The travails2 of private schools will make it even more difficult to remedy the damage prolonged school closures are doing to India’s children. Studies suggest that, after controlling for class and wealth, children do not learn much more in private schools than they do in government ones. But private schools take on a huge share of the burden of education, vastly more efficiently. Some 80% of them charge fees that are lower than the cost per pupil in the public sector, according to Geeta Kingdon, an academic at University College London who also runs a private school in the state of Uttar Pradesh. The main reason is that teachers’ salaries are set by the market, not by politics. Staff in public primary schools, in contrast, earn around eight times India’s GDP per person. That is eight times more than the average in rich countries and well above the norm in neighbouring countries such as Bangladesh and Pakistan.
A large survey of rural schoolchildren carried out in September by Pratham, detected a small shift in enrolment from private schools to government ones.
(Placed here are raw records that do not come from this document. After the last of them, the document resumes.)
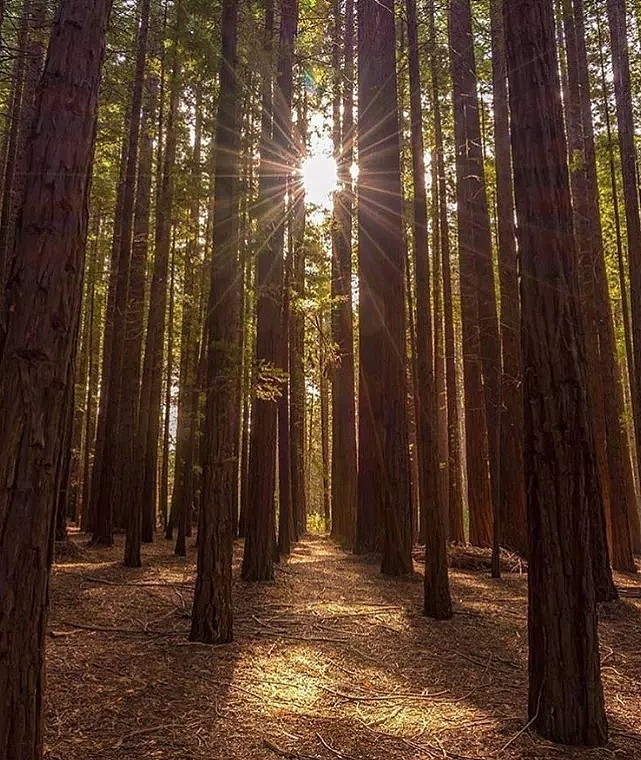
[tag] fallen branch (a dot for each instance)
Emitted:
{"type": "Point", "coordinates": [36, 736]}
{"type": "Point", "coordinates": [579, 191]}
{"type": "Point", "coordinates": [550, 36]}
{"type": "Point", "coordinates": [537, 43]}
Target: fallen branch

It said this could be because parents who had lost their jobs could no longer afford the fees, or because the schools themselves had gone belly-up3. If this trend accelerates the authorities will need to find a lot more cash for education, at a time when there is little to go around. The biggest worry is that some parents who can no longer send their children to a private school may prefer to keep them out of education altogether, rather than enroll them in a public institution with a bad reputation, or in a good one that is too far away. The exact scale of these shifts will be difficult to measure until schools are back in session.
Because private schools are required to operate as charities, they have not been allowed to take advantage of loan schemes to help small businesses. Rajesh Malhotra, the owner of a school in Delhi, says the local government has been a “mute spectator” of the problems he and others are facing. At the very least he wants the authorities to speed up payment of subsidies that private schools receive under rules that require them to admit a share of students from the very poorest backgrounds (the money sometimes arrives years late). He thinks that during the current crisis the government ought to produce the money in advance.
India cannot afford to give handouts to private schools, says Bikkrama Daulet Singh of the Central Square Foundation. But he hopes the crisis can change attitudes in government. Some states “ignore” private schools; others meddle unhelpfully, by tightly regulating fees, for instance. Slashing rules that make it difficult to set up and expand schools would help the industry recover more swiftly. Officials who are now required to check the size of playgrounds and the colour of walls could spend more time making sure the teaching in private schools is up to scratch4.
The best thing would be to let schools reopen quickly, with some precautions. India’s extremely low rate of female employment makes families less reliant on schools for child care than they would be elsewhere. All this has made it easier for risk-averse state governments to keep schools shut, even though they have allowed many other everyday activities to resume.
Such decisions do not take into account the full cost to children of keeping schools closed. In October the World Bank estimated that missing out on school for six months would reduce pupils’ lifetime earnings by 5%, at a cost to the country of around $450bn. Out-of-school children are more vulnerable to scourges that already plague India, such as child labour and forced marriage. Mr Siddiqui is keen to bring children back to class, using masks, social distancing and extra cleaning for safety: “We have to make a start.”